Example file: https://github.com/SheetJS/test_files/blob/master/biff5/number_format_greek.xls.0.csv
The encoding is windows codepage 1253. The original XLS file is https://github.com/SheetJS/test_files/blob/master/biff5/number_format_greek.xls. To reproduce, set the language for non-Unicode characters to "Greek".
What is the correct encoding setting to parse the file? Using "iso-8859-7" appears to have no effect on the result.
(Mac user here)
Hm, it's whatever encoding would be passed into readAsText on the HTML5 FileReader. Does "CP1253" work, maybe? Meanwhile, I'm taking a look at the file to reproduce on my machine if I can.
@mholt unfortunately CP1253 didn't help either (you don't need Windows to test this).
FYI: you can always set up Windows via Boot Camp or a virtual machine (like virtualbox or fusion). Excel performance is somewhat slower in a VM but it is convenient for quick tests like this
Thanks for helping me through this -- I'm a bit inexperienced with encodings.
I think I'm having trouble downloading the file in its proper format. GitHub shows me this:
And the "Raw" version appears as:
I get the same result when I "Save Link As..." -- is that what it's supposed to look like? I want to make sure I have the data in the same format as you before continuing...
Incidentally, parsing the file as I have it now seems to work OK -- what exactly is the problem?
pbcopy and other utilities may end up transparently converting to UTF-8. The safest way to do this is to pass a base64-encoded string, as follows:
$ curl https://raw.githubusercontent.com/SheetJS/test_files/master/biff5/number_format_greek.xls.0.csv | base64 | pbcopy
(pbcopy is a cool little program that copies data to the pasteboard)
document.getElementById('input').value = atob("
To see what Excel shows in the correct codepage, I threw up a quick demo: http://sheetjs.com/demos/codepage.html. Select codepage 1253, paste the base64 text in the textarea, check the base64 box, and click Convert. You should see:
The demo uses the codepage library, but that is definitely inappropriate in this context. I was wondering if there was a way to process CSVs from excel using your encoding parameter (or maybe you can clarify what the encoding is supposed to do -- do you have a sample file with a different encoding?).
Okay, thanks. That helps me feel confident that I'm working with the same data now!
But, unfortunately, I'm still lost as to where things aren't working. You say it does not "handle" the file, but everything I'm trying seems to work fine. What's happening that's different from what's expected?
If I run the data through the console, I don't see the same characters that excel shows:
The second column according to the parser is "Ïêô-33". When I open the CSV in Excel, I see that the second column is "Οκτ-33".

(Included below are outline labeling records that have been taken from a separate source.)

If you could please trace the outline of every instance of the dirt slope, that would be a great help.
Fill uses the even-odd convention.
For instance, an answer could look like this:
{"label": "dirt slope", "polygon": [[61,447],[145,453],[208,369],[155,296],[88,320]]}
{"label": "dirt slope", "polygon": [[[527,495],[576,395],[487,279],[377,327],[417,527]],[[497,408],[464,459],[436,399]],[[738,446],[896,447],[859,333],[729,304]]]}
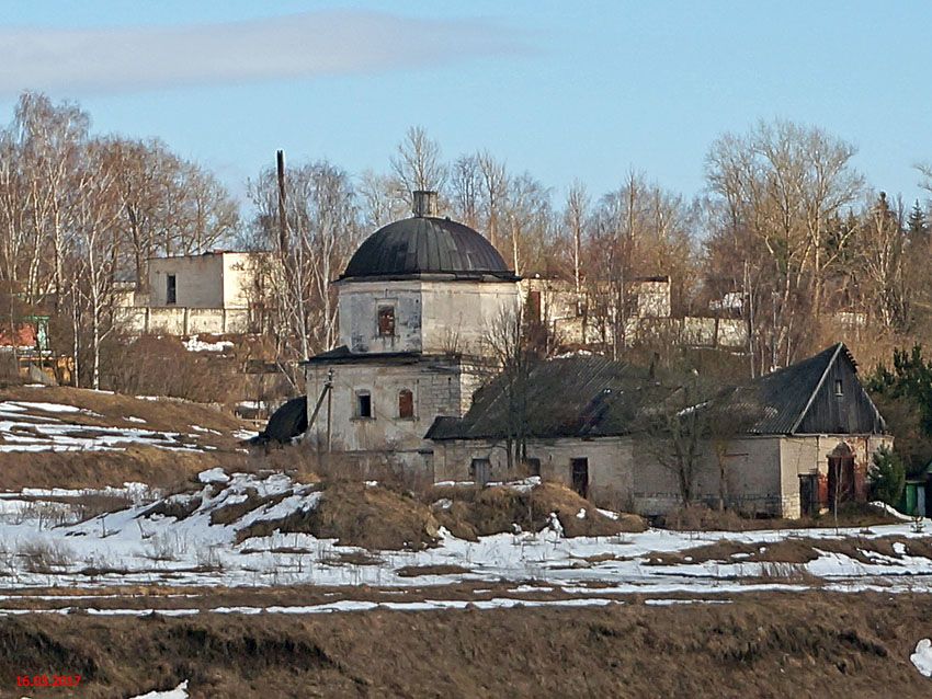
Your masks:
{"label": "dirt slope", "polygon": [[932,601],[741,597],[729,605],[441,612],[26,616],[0,624],[18,674],[81,674],[114,697],[190,680],[192,697],[925,697],[909,662]]}
{"label": "dirt slope", "polygon": [[[196,403],[10,387],[0,390],[0,490],[169,485],[245,456],[236,433],[247,424]],[[127,435],[100,450],[101,442]]]}

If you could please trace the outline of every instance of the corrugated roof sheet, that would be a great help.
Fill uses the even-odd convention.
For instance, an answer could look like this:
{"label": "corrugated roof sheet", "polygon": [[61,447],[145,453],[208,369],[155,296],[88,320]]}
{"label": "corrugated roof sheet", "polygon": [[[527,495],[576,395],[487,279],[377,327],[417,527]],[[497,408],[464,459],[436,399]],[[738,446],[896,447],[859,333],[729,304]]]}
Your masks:
{"label": "corrugated roof sheet", "polygon": [[[604,357],[550,359],[534,367],[526,390],[528,437],[627,434],[652,383],[647,371]],[[513,406],[499,377],[476,393],[462,419],[437,417],[429,439],[500,439]]]}
{"label": "corrugated roof sheet", "polygon": [[[735,411],[761,417],[751,434],[793,434],[834,362],[854,359],[839,343],[785,369],[743,386],[723,389],[703,410]],[[645,409],[668,398],[666,389],[648,371],[604,357],[552,359],[535,367],[528,377],[526,434],[528,437],[591,437],[629,434]],[[509,411],[503,379],[499,377],[476,394],[462,419],[439,417],[428,432],[430,439],[501,439]],[[882,424],[882,423],[880,423]]]}
{"label": "corrugated roof sheet", "polygon": [[747,403],[763,410],[764,417],[750,429],[753,434],[791,434],[841,352],[848,353],[848,350],[839,343],[808,359],[759,377],[734,389],[728,404],[739,408]]}

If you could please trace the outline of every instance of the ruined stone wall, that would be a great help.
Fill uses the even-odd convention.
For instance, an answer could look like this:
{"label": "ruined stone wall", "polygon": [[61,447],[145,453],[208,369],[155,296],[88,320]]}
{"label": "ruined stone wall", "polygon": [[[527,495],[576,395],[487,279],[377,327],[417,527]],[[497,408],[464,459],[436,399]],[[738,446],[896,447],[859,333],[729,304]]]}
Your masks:
{"label": "ruined stone wall", "polygon": [[[340,344],[354,354],[482,354],[504,308],[516,308],[510,282],[346,282],[339,287]],[[379,309],[394,309],[394,333],[379,332]]]}
{"label": "ruined stone wall", "polygon": [[[327,445],[328,409],[330,446],[334,451],[418,451],[430,450],[424,434],[437,415],[462,416],[471,394],[458,359],[421,358],[409,363],[378,365],[310,364],[307,367],[308,415],[311,415],[325,382],[332,370],[332,392],[321,403],[307,438]],[[399,414],[399,394],[409,390],[413,398],[413,417]],[[372,417],[359,415],[359,397],[372,400]]]}

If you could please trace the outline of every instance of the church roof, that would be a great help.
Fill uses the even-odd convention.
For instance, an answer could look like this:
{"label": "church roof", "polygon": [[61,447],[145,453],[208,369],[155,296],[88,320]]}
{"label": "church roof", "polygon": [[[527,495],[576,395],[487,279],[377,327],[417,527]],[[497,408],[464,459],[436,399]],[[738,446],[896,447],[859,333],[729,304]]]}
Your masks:
{"label": "church roof", "polygon": [[448,218],[414,216],[389,224],[356,250],[341,279],[421,275],[514,282],[518,277],[481,234]]}

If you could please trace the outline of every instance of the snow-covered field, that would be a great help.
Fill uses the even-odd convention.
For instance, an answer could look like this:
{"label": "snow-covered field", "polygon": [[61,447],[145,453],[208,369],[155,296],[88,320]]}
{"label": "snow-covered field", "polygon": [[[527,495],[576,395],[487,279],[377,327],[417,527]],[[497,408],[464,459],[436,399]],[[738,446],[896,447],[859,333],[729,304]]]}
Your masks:
{"label": "snow-covered field", "polygon": [[[55,520],[47,516],[44,522],[33,516],[27,508],[34,506],[32,500],[13,496],[0,500],[0,575],[7,582],[7,592],[12,591],[10,596],[0,598],[0,614],[18,611],[4,608],[4,598],[31,588],[55,586],[84,587],[96,593],[105,592],[101,588],[109,586],[134,585],[235,588],[300,584],[348,589],[362,585],[399,591],[425,586],[436,589],[429,599],[419,598],[412,603],[345,599],[327,605],[212,609],[243,614],[456,608],[466,604],[477,608],[519,603],[601,605],[632,594],[656,599],[651,604],[673,604],[664,600],[682,595],[727,600],[729,595],[745,592],[802,592],[815,587],[888,593],[930,592],[932,588],[932,560],[910,555],[903,543],[913,539],[928,540],[928,532],[932,530],[932,523],[928,520],[924,531],[917,531],[913,523],[905,522],[870,530],[679,532],[649,529],[643,534],[569,539],[555,528],[546,528],[537,532],[489,536],[478,541],[457,539],[442,529],[439,546],[434,548],[363,551],[308,534],[271,530],[264,536],[245,536],[249,527],[316,507],[320,497],[318,485],[295,483],[284,474],[229,477],[220,469],[203,472],[201,481],[200,491],[160,501],[158,512],[173,514],[154,512],[151,502],[144,502],[147,500],[145,491],[137,484],[127,484],[125,492],[130,500],[135,496],[138,504],[87,522],[58,526],[53,526],[50,523]],[[52,494],[61,495],[54,491],[49,492]],[[41,492],[31,493],[32,497],[41,495]],[[242,505],[250,497],[261,504],[245,507],[240,516],[227,524],[212,524],[212,516],[218,517],[216,513]],[[894,554],[880,553],[868,546],[871,540],[890,537],[896,537]],[[864,547],[857,558],[819,550],[819,540],[831,548],[829,542],[845,538]],[[662,554],[703,545],[731,542],[764,552],[768,547],[793,540],[815,540],[815,560],[784,565],[750,561],[748,553],[695,562],[687,555],[675,562],[662,560]],[[365,560],[360,561],[360,558]],[[422,569],[425,573],[411,576],[406,573],[411,569]],[[470,603],[445,598],[443,593],[446,585],[470,584],[480,593],[480,585],[502,582],[511,584],[510,594],[503,598],[489,597]],[[558,599],[539,599],[541,593],[554,593]],[[203,606],[177,607],[171,614],[202,610]],[[146,608],[134,605],[124,610],[98,611],[140,614]]]}
{"label": "snow-covered field", "polygon": [[[78,420],[81,417],[81,420]],[[190,425],[189,431],[146,428],[146,421],[124,415],[120,422],[106,423],[94,411],[52,401],[0,401],[0,452],[23,451],[105,451],[128,446],[150,446],[174,451],[209,451],[215,446],[204,444],[216,429]],[[248,438],[254,433],[237,433]]]}

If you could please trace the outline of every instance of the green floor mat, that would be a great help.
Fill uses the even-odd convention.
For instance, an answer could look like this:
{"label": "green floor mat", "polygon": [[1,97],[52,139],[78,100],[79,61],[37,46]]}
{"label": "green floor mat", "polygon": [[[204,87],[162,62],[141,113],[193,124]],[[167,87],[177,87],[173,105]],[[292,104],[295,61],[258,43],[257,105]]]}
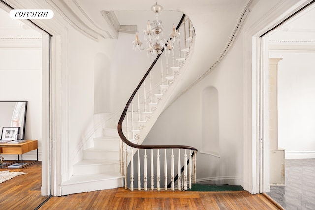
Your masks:
{"label": "green floor mat", "polygon": [[194,184],[191,189],[188,189],[187,191],[240,191],[244,190],[241,186],[229,185],[209,185],[199,184]]}

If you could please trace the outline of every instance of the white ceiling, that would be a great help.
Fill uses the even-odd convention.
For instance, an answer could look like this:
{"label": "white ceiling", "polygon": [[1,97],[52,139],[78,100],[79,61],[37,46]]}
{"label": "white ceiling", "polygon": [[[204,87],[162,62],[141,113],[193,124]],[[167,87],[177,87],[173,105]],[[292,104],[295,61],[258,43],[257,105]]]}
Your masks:
{"label": "white ceiling", "polygon": [[0,38],[25,39],[41,37],[40,33],[21,21],[11,18],[9,13],[0,7]]}
{"label": "white ceiling", "polygon": [[272,49],[315,50],[315,7],[285,21],[269,34]]}

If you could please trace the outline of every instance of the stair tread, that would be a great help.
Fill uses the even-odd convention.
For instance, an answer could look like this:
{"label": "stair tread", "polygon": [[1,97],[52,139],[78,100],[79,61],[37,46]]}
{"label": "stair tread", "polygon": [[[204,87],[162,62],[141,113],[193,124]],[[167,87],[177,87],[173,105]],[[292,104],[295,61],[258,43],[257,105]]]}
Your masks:
{"label": "stair tread", "polygon": [[83,150],[83,151],[97,151],[97,152],[112,152],[119,151],[119,150],[100,150],[99,149],[96,149],[94,148],[86,149]]}
{"label": "stair tread", "polygon": [[76,163],[74,165],[83,166],[87,165],[107,165],[119,164],[119,162],[115,160],[82,160]]}
{"label": "stair tread", "polygon": [[96,141],[98,141],[98,140],[105,141],[105,140],[104,139],[106,139],[106,140],[107,140],[107,141],[117,141],[119,140],[119,137],[114,137],[113,136],[100,136],[99,137],[94,138],[93,139],[93,140],[96,140]]}
{"label": "stair tread", "polygon": [[119,173],[73,175],[71,177],[70,180],[65,181],[62,185],[64,186],[80,183],[92,182],[102,180],[121,179],[123,177]]}

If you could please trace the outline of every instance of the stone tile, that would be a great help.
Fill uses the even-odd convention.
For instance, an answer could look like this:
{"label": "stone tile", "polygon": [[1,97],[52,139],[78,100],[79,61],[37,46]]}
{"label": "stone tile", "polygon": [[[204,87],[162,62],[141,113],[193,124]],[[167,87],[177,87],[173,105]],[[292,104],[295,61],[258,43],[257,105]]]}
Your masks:
{"label": "stone tile", "polygon": [[315,200],[302,201],[302,209],[314,210],[315,209]]}
{"label": "stone tile", "polygon": [[285,179],[267,194],[286,210],[315,210],[315,159],[285,160]]}
{"label": "stone tile", "polygon": [[286,201],[283,202],[281,206],[286,210],[302,210],[302,201]]}

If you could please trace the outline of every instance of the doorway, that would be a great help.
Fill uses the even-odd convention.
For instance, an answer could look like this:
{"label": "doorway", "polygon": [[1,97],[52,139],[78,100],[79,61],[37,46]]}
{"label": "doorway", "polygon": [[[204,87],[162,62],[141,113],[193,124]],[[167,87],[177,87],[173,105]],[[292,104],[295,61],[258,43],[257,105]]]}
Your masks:
{"label": "doorway", "polygon": [[[0,2],[0,75],[11,79],[0,84],[1,90],[9,90],[1,91],[0,97],[28,101],[25,139],[38,140],[38,160],[43,169],[42,195],[48,195],[49,150],[45,146],[49,145],[50,139],[50,36],[29,20],[11,19],[11,9]],[[35,160],[36,156],[36,150],[23,155],[26,160]]]}
{"label": "doorway", "polygon": [[[269,191],[269,184],[281,186],[285,189],[287,183],[284,180],[283,174],[285,170],[283,168],[278,168],[277,172],[277,176],[282,176],[283,179],[275,181],[273,167],[284,166],[287,161],[284,160],[281,163],[278,159],[274,159],[271,155],[272,150],[281,150],[281,148],[283,148],[289,158],[299,156],[298,158],[307,156],[307,158],[315,157],[310,153],[312,152],[307,154],[305,152],[308,150],[315,151],[315,145],[310,141],[315,139],[311,125],[315,125],[315,112],[313,110],[315,105],[313,101],[315,86],[312,82],[315,79],[315,65],[313,63],[315,59],[315,26],[310,21],[315,18],[315,5],[313,4],[299,9],[260,37],[263,56],[259,76],[261,85],[258,85],[258,89],[264,102],[258,109],[261,113],[269,113],[267,118],[266,115],[261,115],[259,122],[264,125],[261,132],[265,137],[265,146],[269,146],[269,160],[267,160],[269,164],[265,165],[262,171],[268,173],[261,175],[265,187],[262,192]],[[270,65],[266,63],[268,60],[275,60],[279,63],[276,68],[276,80],[272,80],[271,77],[275,75],[271,73]],[[270,97],[271,91],[275,89],[272,87],[274,84],[276,93],[271,95],[274,94],[275,99]],[[273,107],[275,100],[275,107]],[[274,116],[271,116],[271,113],[274,112]],[[275,120],[272,119],[274,117]],[[266,154],[267,151],[265,151],[264,160],[267,159]]]}

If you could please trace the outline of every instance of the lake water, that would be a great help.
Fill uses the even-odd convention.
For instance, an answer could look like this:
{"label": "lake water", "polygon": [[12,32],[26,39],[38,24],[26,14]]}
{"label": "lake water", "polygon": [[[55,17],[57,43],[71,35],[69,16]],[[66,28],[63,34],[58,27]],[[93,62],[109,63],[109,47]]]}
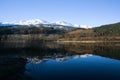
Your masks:
{"label": "lake water", "polygon": [[0,80],[120,80],[120,44],[0,43]]}

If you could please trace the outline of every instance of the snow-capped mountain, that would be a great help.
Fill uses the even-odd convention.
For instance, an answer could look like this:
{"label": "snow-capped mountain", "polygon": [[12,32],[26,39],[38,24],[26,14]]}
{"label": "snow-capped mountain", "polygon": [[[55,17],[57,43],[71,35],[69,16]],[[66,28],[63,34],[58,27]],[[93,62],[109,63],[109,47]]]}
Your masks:
{"label": "snow-capped mountain", "polygon": [[68,22],[65,22],[65,21],[57,21],[55,24],[63,25],[63,26],[73,26],[71,23],[68,23]]}
{"label": "snow-capped mountain", "polygon": [[78,24],[73,25],[65,21],[57,21],[55,23],[51,23],[40,19],[21,20],[17,22],[4,22],[4,23],[0,23],[0,25],[28,25],[28,26],[35,25],[36,27],[39,27],[39,25],[44,25],[45,27],[56,27],[56,28],[64,28],[64,26],[69,26],[73,28],[85,28],[85,29],[92,28],[87,25],[78,25]]}

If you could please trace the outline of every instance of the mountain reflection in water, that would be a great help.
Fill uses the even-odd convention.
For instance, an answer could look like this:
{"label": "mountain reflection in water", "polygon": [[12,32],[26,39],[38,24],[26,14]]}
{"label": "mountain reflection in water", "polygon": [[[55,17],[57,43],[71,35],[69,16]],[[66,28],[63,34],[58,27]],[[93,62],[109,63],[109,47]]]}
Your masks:
{"label": "mountain reflection in water", "polygon": [[119,60],[119,43],[2,42],[0,80],[120,80]]}

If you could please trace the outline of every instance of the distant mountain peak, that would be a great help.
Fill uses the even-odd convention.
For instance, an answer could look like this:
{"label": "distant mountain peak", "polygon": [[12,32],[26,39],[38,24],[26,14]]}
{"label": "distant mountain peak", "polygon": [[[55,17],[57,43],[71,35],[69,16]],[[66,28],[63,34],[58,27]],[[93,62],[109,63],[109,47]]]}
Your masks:
{"label": "distant mountain peak", "polygon": [[38,26],[39,24],[49,24],[49,25],[60,25],[60,26],[70,26],[70,27],[74,27],[74,28],[92,28],[90,26],[87,25],[78,25],[78,24],[71,24],[68,23],[66,21],[57,21],[55,23],[51,23],[45,20],[40,20],[40,19],[31,19],[31,20],[21,20],[21,21],[15,21],[15,22],[4,22],[4,23],[0,23],[1,25],[35,25]]}
{"label": "distant mountain peak", "polygon": [[68,23],[66,21],[57,21],[55,24],[63,26],[73,26],[71,23]]}

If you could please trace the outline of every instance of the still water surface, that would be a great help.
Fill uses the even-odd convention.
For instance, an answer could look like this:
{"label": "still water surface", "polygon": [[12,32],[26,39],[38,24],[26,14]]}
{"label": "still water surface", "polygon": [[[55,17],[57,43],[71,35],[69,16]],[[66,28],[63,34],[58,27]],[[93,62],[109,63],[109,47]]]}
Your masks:
{"label": "still water surface", "polygon": [[0,80],[120,80],[119,43],[11,44],[1,43]]}

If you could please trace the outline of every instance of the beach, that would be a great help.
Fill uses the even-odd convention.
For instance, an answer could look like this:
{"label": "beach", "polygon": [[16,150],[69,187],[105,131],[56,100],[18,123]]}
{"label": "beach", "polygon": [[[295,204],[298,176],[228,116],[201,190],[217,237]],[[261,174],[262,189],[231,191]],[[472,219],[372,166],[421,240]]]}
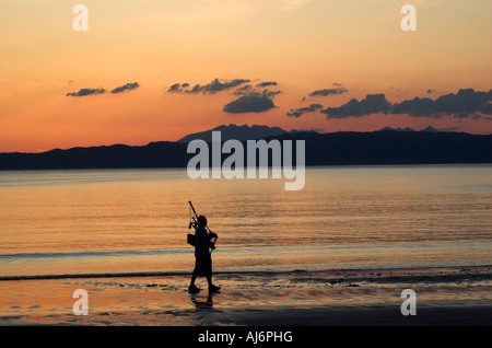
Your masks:
{"label": "beach", "polygon": [[[492,267],[218,272],[187,292],[187,275],[2,280],[0,325],[489,326]],[[74,315],[73,291],[87,292]],[[415,315],[403,315],[405,289]]]}

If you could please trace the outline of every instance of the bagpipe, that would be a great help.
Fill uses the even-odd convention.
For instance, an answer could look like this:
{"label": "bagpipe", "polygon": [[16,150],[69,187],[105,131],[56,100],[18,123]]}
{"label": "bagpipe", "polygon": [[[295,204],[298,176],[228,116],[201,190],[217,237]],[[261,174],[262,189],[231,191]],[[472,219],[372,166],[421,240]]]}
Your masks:
{"label": "bagpipe", "polygon": [[[195,210],[194,205],[191,204],[191,200],[188,202],[189,202],[189,208],[190,208],[188,229],[189,230],[191,230],[191,228],[197,229],[198,228],[198,214],[197,214],[197,211]],[[191,211],[194,212],[194,214],[191,214]],[[206,229],[209,232],[210,240],[213,240],[213,244],[215,244],[219,235],[216,235],[216,233],[213,233],[212,231],[210,231],[208,225],[206,227]],[[195,234],[188,233],[186,242],[189,245],[195,246]],[[215,246],[212,246],[212,250],[214,250],[214,248],[215,248]]]}

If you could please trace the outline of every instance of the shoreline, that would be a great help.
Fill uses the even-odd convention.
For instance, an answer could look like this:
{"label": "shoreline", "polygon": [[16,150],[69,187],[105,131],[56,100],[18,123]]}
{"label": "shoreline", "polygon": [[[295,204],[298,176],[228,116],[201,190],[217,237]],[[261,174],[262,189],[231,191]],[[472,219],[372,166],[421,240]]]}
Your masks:
{"label": "shoreline", "polygon": [[[0,325],[490,326],[492,267],[216,272],[220,293],[189,294],[189,275],[0,281]],[[206,280],[199,278],[199,287]],[[75,316],[75,289],[89,315]],[[417,293],[405,316],[403,289]]]}

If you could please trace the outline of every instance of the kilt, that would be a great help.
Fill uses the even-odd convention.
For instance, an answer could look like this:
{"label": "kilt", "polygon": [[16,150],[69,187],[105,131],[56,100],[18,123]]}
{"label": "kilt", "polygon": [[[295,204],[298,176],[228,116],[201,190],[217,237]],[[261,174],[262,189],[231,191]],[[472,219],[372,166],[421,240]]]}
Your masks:
{"label": "kilt", "polygon": [[198,277],[212,277],[212,257],[196,256],[194,274]]}

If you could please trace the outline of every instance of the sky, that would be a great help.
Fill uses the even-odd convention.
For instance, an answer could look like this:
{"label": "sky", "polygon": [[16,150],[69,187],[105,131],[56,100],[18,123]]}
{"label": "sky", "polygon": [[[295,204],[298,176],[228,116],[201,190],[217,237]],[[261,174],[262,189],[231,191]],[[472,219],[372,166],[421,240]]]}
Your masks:
{"label": "sky", "polygon": [[491,134],[491,14],[490,0],[2,0],[0,152],[229,124]]}

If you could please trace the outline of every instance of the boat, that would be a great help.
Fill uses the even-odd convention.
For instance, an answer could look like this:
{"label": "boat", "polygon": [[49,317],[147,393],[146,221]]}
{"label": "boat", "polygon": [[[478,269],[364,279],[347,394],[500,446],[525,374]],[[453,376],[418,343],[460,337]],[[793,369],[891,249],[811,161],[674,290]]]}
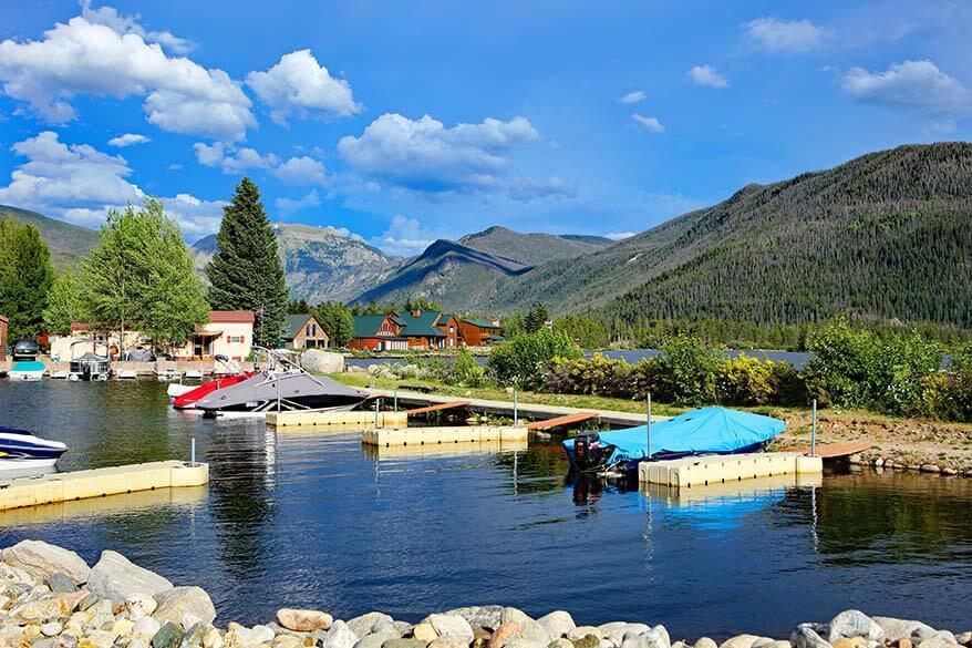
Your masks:
{"label": "boat", "polygon": [[278,410],[342,411],[352,410],[369,398],[369,393],[330,378],[311,376],[299,369],[270,369],[216,389],[198,399],[195,407],[207,416],[262,414]]}
{"label": "boat", "polygon": [[68,452],[60,441],[34,436],[28,430],[0,426],[0,471],[51,467]]}
{"label": "boat", "polygon": [[111,360],[92,351],[71,358],[69,380],[107,380],[111,374]]}
{"label": "boat", "polygon": [[44,363],[37,360],[18,360],[10,368],[10,380],[40,380],[44,377]]}
{"label": "boat", "polygon": [[785,428],[772,416],[714,407],[652,423],[650,451],[647,425],[585,432],[563,441],[563,450],[580,472],[627,472],[642,461],[761,452]]}
{"label": "boat", "polygon": [[175,409],[189,410],[196,407],[196,401],[209,395],[214,391],[242,382],[256,374],[256,371],[245,371],[235,376],[223,376],[199,385],[170,384],[167,392],[169,398],[172,398],[172,404]]}

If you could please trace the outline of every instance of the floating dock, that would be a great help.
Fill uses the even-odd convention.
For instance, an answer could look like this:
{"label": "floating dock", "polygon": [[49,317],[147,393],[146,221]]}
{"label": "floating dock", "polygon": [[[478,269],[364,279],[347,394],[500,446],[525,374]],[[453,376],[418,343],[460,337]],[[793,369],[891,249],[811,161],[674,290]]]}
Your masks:
{"label": "floating dock", "polygon": [[796,452],[758,452],[645,461],[638,464],[638,481],[683,488],[758,477],[821,474],[823,472],[824,462],[819,456],[804,456]]}
{"label": "floating dock", "polygon": [[267,412],[267,424],[273,428],[405,428],[407,412]]}
{"label": "floating dock", "polygon": [[0,511],[138,491],[201,486],[209,464],[157,461],[0,481]]}
{"label": "floating dock", "polygon": [[376,428],[365,430],[361,442],[365,445],[389,448],[392,445],[438,445],[446,443],[506,443],[525,442],[529,436],[526,428],[506,425],[455,425],[447,428],[404,428],[393,430]]}

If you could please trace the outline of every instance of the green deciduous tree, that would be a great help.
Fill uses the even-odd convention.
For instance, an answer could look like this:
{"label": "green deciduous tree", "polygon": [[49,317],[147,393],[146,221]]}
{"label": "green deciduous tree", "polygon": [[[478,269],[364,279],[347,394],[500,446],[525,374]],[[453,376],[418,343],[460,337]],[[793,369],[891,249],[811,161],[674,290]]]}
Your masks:
{"label": "green deciduous tree", "polygon": [[324,327],[332,347],[343,347],[354,337],[354,318],[351,309],[340,301],[325,301],[313,310],[314,317]]}
{"label": "green deciduous tree", "polygon": [[51,291],[48,294],[48,307],[44,309],[44,327],[49,333],[68,335],[72,321],[84,321],[87,315],[81,282],[71,268],[54,277]]}
{"label": "green deciduous tree", "polygon": [[44,330],[44,308],[54,280],[51,253],[33,225],[0,223],[0,312],[11,340]]}
{"label": "green deciduous tree", "polygon": [[83,307],[95,323],[141,330],[163,349],[184,343],[209,306],[176,224],[154,198],[108,212],[82,265]]}
{"label": "green deciduous tree", "polygon": [[245,177],[223,210],[218,250],[206,266],[209,304],[218,310],[255,310],[258,344],[276,347],[287,316],[287,284],[277,256],[277,238],[260,202],[260,191]]}

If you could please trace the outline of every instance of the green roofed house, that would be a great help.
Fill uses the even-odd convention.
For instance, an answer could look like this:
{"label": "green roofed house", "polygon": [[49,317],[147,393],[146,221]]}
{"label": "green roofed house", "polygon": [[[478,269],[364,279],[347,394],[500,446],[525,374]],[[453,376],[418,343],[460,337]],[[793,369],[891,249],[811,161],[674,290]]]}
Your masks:
{"label": "green roofed house", "polygon": [[291,349],[327,349],[331,346],[327,331],[312,315],[288,315],[283,328],[283,343]]}
{"label": "green roofed house", "polygon": [[404,351],[455,349],[459,346],[458,321],[437,310],[397,310],[385,315],[354,316],[351,349]]}

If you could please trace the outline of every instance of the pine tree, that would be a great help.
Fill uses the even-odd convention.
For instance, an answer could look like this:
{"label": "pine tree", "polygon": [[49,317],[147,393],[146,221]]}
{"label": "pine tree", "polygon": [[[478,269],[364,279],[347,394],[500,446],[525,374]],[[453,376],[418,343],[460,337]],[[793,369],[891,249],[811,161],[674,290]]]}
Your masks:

Okay. That helps a lot. Now I see the specific characters that you're talking about. Using your tool I was able to get the get the file saved with the correct encoding so that the data looks like "Οκτ-33" whereas before it was "Ïêô-33" or question marks. I used Sublime Text and saved the file with the Windows 1253 encoding and re-opened it to confirm that everything was preserved. It copied and pasted and again confirmed that the characters/encoding were preserved.
I then used the demo page to choose the file from my file system and parsed it using the default (UTF-8) encoding. On row 14 indeed, I saw what you see: "Ïêô-33"
Then I changed the encoding in the encoding textbox to "cp1253" and re-parsed. The same field appeared as "Οκτ-33". I also tried it using "iso-8859-7" and had the same result. Both seemed to work.
As far as I can tell, this is working properly. Is the CSV file saved on your system as UTF-8 or Windows 1253? (From your instructions, it sounds like it is...) Does knowing the steps I took help?
I see my confusion: the encoding parameter only applies to files, not to data pushed via the textarea.
This probably should be mentioned on the demo page.
Ahhhhh. I understand now. Sorry for the confusion. I'll clarify that on the demo page, indeed.
Clarifying encoding only applies to reading local files (issue #64)
As a sort of follow-up, this looks pretty promising for dealing with encodings when parsing strings: https://groups.google.com/a/chromium.org/forum/#!topic/blink-dev/iWDqDWQ8mhs
Added encoding/Excel FAQ, due to issues #64 and #169.